Journalists in Turkey face charges for Charlie Hebdo caricature

Following the terrorist attack on "Charlie Hebdo" in January, two Turkish journalists published a Muhammad caricature and now face charges.

Two Turkish journalists face up to four-and-a-half years in prison for having printed a controversial Muhammad cartoon originally published by the French satirical magazine "Charlie Hebdo." An employee of the daily "Cumhuriyet" confirmed a report by the Turkish news agency DHA on the indictment, reported German news agency dpa.

The Istanbul prosecutor accuses "Cumhuriyet" columnists Ceyda Karan and Hikmet Cetinkaya of having disturbed public peace by printing the cartoon, and of having insulted the Prophet as well as the religious values of the people in Turkey.

Hoping for a fair trial

Following the terrorist attack on "Charlie Hebdo" in Paris in January, the left-nationalist newspaper had reprinted, among other things, the cover picture showing a weeping Prophet Muhammad in a reduced form.

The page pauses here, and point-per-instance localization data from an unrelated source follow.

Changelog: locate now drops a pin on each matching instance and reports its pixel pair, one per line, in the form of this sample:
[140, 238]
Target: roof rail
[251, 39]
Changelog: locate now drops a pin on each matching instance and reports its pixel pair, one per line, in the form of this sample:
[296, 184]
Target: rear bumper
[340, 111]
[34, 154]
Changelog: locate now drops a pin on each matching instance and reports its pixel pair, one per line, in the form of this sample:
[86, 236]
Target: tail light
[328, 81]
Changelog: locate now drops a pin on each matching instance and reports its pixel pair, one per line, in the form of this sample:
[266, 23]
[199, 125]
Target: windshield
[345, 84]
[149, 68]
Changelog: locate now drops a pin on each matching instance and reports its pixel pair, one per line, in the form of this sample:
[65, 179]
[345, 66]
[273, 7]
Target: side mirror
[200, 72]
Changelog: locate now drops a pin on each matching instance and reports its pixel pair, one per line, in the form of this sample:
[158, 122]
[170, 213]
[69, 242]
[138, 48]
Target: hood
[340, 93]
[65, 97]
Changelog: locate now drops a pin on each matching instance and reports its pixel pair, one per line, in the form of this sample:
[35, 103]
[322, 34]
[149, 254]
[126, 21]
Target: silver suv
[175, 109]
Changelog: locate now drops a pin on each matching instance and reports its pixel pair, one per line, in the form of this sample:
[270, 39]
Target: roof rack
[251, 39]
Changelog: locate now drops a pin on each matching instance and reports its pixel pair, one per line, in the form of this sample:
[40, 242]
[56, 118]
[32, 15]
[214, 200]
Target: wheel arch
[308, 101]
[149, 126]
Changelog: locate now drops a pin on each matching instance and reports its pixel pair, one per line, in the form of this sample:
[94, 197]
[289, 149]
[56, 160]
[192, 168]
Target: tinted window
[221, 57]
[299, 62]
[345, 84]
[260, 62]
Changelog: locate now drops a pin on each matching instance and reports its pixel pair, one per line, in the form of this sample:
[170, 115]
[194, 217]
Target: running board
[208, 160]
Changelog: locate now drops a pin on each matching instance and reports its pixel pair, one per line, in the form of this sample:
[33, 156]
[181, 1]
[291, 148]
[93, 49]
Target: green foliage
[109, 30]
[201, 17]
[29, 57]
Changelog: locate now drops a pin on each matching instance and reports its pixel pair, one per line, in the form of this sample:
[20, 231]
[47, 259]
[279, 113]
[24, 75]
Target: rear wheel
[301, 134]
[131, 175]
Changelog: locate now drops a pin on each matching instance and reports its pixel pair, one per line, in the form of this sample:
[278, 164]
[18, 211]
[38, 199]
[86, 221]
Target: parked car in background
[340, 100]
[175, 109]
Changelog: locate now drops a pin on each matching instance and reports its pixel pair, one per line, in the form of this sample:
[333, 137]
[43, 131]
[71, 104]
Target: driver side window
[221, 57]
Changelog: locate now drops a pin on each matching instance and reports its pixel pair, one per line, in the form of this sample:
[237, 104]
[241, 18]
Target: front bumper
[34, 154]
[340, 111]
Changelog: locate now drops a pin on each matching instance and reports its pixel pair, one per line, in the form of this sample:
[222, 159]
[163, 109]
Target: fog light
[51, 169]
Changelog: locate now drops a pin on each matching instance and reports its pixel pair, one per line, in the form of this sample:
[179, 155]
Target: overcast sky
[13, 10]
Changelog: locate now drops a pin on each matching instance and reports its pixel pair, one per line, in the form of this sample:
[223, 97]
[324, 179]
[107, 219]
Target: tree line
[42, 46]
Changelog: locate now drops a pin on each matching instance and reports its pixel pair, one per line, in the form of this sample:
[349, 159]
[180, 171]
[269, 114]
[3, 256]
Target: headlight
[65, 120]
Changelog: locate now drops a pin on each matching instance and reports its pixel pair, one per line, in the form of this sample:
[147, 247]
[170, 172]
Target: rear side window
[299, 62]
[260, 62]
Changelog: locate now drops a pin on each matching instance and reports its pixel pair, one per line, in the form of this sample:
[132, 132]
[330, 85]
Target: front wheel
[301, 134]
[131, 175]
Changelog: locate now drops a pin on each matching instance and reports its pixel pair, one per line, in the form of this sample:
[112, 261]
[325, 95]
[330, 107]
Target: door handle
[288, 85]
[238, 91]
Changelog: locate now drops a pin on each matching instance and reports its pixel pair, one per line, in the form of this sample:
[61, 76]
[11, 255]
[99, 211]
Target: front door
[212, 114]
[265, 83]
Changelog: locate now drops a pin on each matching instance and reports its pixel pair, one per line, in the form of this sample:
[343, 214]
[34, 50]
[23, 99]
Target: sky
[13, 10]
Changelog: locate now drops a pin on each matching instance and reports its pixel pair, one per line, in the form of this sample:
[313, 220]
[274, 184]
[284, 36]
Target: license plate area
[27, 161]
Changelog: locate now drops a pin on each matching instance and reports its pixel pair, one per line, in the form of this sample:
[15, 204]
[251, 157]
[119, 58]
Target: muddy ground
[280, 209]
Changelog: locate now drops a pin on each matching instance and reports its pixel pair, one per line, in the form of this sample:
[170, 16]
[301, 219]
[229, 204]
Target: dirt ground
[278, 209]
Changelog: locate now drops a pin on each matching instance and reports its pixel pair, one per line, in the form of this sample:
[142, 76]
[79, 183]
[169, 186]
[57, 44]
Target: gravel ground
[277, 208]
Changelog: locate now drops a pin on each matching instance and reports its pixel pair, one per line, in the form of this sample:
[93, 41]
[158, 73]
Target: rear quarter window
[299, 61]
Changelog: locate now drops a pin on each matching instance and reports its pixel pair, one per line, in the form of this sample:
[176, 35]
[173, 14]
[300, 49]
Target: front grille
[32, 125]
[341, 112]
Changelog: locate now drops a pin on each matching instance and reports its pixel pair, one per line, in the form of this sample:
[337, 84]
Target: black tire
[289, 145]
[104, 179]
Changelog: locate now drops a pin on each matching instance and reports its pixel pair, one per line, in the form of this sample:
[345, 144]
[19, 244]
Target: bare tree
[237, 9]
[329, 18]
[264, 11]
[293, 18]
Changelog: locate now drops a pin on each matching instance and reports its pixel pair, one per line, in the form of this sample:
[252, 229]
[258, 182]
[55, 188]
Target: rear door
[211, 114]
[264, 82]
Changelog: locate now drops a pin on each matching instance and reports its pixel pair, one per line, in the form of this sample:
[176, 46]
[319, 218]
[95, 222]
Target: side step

Turkish Prime Minister Ahmet Davutoglu had then called the picture a "provocation," adding that press freedom did not include the freedom to insult religion.

"The media in Turkey are under pressure," journalist Hikmet Cetinkaya told dpa. As a journalist working in the country, he had reckoned with the fact that the cartoon could spark outrage. "But some of our colleagues have been killed in the attack," Cetinkaya defended his action.

He hopes for a fair trial: "I do not want to lose faith in Turkey as a law-abiding state."

Critical reporting 'not desired'

Freedom of the press in Turkey has been "practically abrogated," criticized the federal chairman of the German Journalists' Association, Michael Konken, referring to a Dutch journalist who has been accused by Turkish authorities of released terrorist propaganda.

In addition, a photographer of the German magazine "Der Spiegel" was arrested at the airport of Istanbul in March, to be sent back to Germany the next day. The news magazine subsequently voiced a protest to the Turkish embassy in Germany.

"Many of my colleagues now believe that I have been on a list of undesirable persons in Turkey, and that the suspicion of terrorism was only serving as a pretext," Andy Spyra wrote in the current issue of the magazine.

Should international pressure on the Turkish government grow, they might release a few journalists from jail, said Konken. "But that does not change the fact that independent and critical reporting is not desired."